If you stay tight along the lake, you only have about another .8 miles to go until you’re back where you started. The elevation on this segment is constant so this is another good time to inject some speed. There is one detour you can take up to the Hilltop park area. I did this, since the sign didn’t make a distinction, and quickly realized that the trail ends there. Back down the hill.
The ending portion of the Susanna Trail is a bit swampy and sunny, but at many points it feels like something you’d actually run on in a true cross country race.
Mill Stream Trail
You can pick this up across the street from where you parked, right next to the bridge over Mill Creek. This trail is beautiful, though a bit humid at the beginning when you’re close to the water. You only have about .7 miles before you start gaining elevation and have to decide whether to take the Avery Crossover or to turn around and take the return part of the loop.

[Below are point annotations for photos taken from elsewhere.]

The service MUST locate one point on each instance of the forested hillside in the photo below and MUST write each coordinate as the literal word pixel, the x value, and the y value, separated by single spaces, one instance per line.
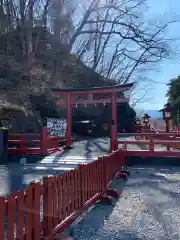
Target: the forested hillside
pixel 64 43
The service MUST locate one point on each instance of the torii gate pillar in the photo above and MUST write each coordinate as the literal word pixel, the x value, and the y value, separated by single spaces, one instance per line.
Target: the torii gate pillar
pixel 69 122
pixel 110 90
pixel 113 127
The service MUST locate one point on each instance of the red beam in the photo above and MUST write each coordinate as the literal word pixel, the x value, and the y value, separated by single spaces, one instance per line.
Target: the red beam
pixel 25 150
pixel 147 153
pixel 62 102
pixel 150 134
pixel 95 91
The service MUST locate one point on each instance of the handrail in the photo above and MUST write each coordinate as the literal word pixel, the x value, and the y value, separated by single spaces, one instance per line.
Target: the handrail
pixel 45 209
pixel 45 143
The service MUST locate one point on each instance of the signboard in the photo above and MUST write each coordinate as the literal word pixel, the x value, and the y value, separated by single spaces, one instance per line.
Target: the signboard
pixel 56 127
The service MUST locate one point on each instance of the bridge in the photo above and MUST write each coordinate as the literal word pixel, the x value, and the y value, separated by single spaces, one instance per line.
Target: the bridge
pixel 82 190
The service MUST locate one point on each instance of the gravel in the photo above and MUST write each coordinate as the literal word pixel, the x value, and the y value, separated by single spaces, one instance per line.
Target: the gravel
pixel 149 208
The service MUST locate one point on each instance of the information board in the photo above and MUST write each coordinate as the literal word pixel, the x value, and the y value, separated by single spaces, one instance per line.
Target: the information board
pixel 56 127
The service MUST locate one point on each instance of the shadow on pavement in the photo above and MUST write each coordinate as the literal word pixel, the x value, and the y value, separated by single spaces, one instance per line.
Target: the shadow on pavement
pixel 94 224
pixel 101 148
pixel 88 150
pixel 15 177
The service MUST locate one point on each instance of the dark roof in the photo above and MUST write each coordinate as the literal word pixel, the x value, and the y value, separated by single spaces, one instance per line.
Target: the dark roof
pixel 63 90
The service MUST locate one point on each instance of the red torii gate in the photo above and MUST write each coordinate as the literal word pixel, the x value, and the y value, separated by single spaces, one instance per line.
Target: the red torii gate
pixel 110 90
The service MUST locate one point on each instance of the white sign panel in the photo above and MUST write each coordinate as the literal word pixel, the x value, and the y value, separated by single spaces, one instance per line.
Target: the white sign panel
pixel 56 127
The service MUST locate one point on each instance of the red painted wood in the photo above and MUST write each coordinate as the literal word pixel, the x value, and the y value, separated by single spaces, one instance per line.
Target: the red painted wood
pixel 2 216
pixel 29 213
pixel 62 102
pixel 96 91
pixel 37 228
pixel 20 204
pixel 11 206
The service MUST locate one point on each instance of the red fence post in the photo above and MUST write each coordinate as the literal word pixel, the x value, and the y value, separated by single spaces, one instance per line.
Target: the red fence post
pixel 44 140
pixel 2 217
pixel 21 145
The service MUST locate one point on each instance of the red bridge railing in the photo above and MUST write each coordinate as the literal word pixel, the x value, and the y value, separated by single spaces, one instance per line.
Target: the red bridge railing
pixel 151 144
pixel 33 143
pixel 48 208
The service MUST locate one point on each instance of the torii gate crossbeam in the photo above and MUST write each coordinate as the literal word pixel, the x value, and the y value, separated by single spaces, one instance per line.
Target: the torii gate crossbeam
pixel 110 90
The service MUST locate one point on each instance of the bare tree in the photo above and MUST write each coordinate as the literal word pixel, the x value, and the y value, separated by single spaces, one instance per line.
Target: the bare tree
pixel 117 40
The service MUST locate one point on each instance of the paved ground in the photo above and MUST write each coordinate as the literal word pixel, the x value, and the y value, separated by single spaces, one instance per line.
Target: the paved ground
pixel 149 209
pixel 16 176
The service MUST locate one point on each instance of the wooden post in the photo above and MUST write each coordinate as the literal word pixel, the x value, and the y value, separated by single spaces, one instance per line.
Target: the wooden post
pixel 44 140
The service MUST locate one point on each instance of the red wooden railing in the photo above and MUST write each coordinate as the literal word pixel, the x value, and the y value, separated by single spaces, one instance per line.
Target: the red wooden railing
pixel 43 145
pixel 150 141
pixel 48 208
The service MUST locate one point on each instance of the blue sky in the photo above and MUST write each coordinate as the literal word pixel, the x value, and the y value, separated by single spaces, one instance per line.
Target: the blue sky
pixel 164 10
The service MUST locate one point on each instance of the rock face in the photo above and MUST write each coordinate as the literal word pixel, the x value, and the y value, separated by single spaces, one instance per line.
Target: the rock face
pixel 26 99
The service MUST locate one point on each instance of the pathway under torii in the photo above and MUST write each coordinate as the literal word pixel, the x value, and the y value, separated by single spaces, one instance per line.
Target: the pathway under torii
pixel 112 99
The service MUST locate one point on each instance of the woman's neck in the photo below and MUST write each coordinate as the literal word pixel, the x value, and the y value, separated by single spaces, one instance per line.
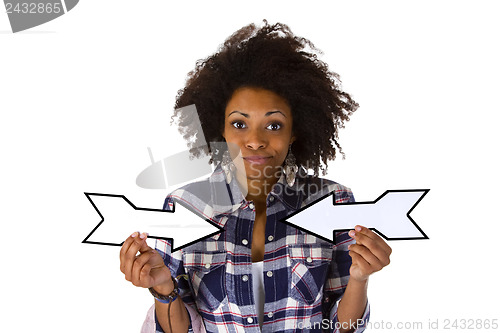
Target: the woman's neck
pixel 257 189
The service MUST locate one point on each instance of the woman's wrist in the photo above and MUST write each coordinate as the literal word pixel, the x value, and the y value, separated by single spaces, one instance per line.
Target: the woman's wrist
pixel 165 288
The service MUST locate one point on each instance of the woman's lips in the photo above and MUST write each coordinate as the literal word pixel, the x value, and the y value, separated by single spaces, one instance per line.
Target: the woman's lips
pixel 257 159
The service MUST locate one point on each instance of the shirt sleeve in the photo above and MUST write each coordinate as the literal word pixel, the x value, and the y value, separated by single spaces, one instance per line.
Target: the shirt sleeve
pixel 339 273
pixel 174 262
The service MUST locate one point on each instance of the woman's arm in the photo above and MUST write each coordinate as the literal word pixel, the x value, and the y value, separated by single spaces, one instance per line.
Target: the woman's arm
pixel 176 316
pixel 148 270
pixel 370 254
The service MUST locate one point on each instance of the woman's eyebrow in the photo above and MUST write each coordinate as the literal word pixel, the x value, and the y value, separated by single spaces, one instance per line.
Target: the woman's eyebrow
pixel 243 114
pixel 273 112
pixel 246 115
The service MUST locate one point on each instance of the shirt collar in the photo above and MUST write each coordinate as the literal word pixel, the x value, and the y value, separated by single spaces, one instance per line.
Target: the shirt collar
pixel 227 198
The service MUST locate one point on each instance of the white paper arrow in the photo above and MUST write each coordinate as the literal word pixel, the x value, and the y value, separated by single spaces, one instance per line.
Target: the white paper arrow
pixel 120 218
pixel 389 215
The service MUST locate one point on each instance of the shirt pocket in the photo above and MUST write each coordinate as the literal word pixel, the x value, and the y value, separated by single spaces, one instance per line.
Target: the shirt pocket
pixel 309 266
pixel 207 274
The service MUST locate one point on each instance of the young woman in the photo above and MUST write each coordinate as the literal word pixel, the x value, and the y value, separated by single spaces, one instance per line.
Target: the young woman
pixel 278 109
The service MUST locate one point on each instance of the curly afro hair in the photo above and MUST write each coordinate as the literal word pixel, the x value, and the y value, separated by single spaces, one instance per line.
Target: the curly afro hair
pixel 273 58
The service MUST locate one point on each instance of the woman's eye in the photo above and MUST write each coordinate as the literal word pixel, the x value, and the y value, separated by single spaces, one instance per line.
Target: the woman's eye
pixel 238 124
pixel 274 126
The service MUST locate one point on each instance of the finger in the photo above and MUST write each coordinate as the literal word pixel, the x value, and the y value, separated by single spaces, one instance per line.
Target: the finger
pixel 141 269
pixel 138 243
pixel 358 260
pixel 373 235
pixel 125 248
pixel 374 263
pixel 376 244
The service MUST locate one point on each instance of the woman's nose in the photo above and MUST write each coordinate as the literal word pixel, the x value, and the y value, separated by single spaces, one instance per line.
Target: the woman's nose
pixel 255 140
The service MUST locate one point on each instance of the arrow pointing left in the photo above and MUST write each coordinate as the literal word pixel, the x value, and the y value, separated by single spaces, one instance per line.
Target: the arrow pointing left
pixel 182 226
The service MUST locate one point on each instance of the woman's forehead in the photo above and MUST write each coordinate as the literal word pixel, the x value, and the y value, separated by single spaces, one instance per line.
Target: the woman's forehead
pixel 257 101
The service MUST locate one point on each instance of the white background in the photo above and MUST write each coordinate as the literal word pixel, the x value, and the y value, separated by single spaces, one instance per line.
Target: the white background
pixel 83 96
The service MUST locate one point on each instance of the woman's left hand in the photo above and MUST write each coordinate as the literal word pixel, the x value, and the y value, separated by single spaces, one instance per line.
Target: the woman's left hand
pixel 369 255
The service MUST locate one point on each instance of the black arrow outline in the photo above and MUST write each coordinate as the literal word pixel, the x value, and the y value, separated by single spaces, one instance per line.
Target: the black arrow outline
pixel 171 240
pixel 332 193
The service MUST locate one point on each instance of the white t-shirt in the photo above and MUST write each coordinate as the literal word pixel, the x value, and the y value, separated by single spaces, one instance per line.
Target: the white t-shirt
pixel 258 289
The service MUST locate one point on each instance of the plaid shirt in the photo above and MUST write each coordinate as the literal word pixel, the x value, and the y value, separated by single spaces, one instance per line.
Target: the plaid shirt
pixel 304 277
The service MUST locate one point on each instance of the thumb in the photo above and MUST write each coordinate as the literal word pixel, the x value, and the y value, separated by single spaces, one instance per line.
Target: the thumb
pixel 144 246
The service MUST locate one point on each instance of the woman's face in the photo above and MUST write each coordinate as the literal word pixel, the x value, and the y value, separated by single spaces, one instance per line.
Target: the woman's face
pixel 258 130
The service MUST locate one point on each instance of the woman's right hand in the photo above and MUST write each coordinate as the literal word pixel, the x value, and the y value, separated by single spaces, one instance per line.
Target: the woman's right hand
pixel 145 269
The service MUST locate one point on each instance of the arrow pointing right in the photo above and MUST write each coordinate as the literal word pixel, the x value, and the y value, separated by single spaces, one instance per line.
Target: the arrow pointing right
pixel 119 218
pixel 389 215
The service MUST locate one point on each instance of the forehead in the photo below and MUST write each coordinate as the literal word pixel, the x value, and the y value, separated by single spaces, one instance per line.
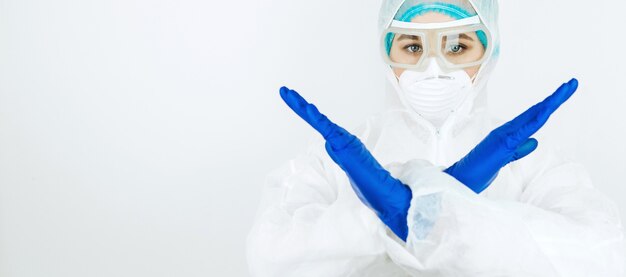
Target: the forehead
pixel 432 17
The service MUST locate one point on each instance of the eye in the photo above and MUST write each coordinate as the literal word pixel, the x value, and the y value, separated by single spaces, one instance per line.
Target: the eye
pixel 413 48
pixel 456 49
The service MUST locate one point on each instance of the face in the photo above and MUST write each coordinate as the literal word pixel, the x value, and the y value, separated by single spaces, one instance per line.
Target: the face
pixel 457 48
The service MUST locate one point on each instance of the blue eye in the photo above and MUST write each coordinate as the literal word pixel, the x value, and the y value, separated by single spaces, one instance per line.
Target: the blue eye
pixel 456 49
pixel 414 48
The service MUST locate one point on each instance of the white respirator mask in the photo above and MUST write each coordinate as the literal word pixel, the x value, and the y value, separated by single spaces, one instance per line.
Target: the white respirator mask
pixel 434 94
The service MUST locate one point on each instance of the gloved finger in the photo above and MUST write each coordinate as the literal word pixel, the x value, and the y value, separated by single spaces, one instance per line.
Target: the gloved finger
pixel 308 112
pixel 525 149
pixel 529 122
pixel 549 106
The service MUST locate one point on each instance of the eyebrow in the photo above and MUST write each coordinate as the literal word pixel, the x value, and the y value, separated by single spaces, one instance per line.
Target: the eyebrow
pixel 411 37
pixel 465 36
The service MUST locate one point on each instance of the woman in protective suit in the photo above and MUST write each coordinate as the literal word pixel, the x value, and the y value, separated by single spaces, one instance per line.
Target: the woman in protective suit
pixel 432 187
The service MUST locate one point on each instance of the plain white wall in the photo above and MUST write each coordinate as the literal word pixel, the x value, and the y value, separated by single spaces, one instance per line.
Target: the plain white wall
pixel 135 135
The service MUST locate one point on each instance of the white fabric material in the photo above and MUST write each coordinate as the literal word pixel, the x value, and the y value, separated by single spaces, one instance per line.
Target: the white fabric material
pixel 433 93
pixel 540 217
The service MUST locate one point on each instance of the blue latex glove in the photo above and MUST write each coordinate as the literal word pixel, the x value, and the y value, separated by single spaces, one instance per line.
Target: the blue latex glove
pixel 374 185
pixel 508 143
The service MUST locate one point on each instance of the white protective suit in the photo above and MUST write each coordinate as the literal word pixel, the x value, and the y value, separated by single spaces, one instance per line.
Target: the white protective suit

Mill Stream is a fantastic trail for a casual hike, but it’s child’s play for a runner.
This is a short quarter-mile connecting trail that will make you reconsider the route. You gain over 100ft of elevation and at times I was questioning how my legs were still turning over. Turnover is a relative term here, as I was slowed to 146spm.
The Ridge Trail has a trailhead on Wetona Road in case you want to get right into it. I entered from the Avery Crossover. The trail takes you all the way to Mount Pisgah over a roughly three-mile trek. The elevation gains are insane to the point that I don’t recommend that novice runners try this.
I usually feel pretty confident running alone in the woods. When scaling a mountain in the woods, though, you’re putting an extremely high amount of strain on your body. Trying to maintain a pace that was faster than a walk, my heart rate was in a red zone. I’m not at high risk for a heart attack, but I can’t deny that this is where things can go wrong. From heat and hydration-related issues to simply having an encounter with an animal while your tank is on E, sometimes it’s just not worth it. Not having any idea of how close I was to Mt. Pisgah, I turned around once I punished my body sufficiently.
On the way back, I went on the other branch of the Ridge Trail which, as the trees opened up and the lake came into view, was absolutely gorgeous.
This park has some of the best-maintained trails I have ever encountered. Unfortunately, they are all very short. If you’re looking to attempt a run that takes roughly as long as the drive from Scranton, you’ll need to run every “main” trail in its entirety and then take the Ridge Trail for quite some distance.
The Ridge Trail is a balls-to-the-wall, bucket list, kind of trail. I wish I had done more research before attempting it, because it’s something everyone should prepare for and attempt once.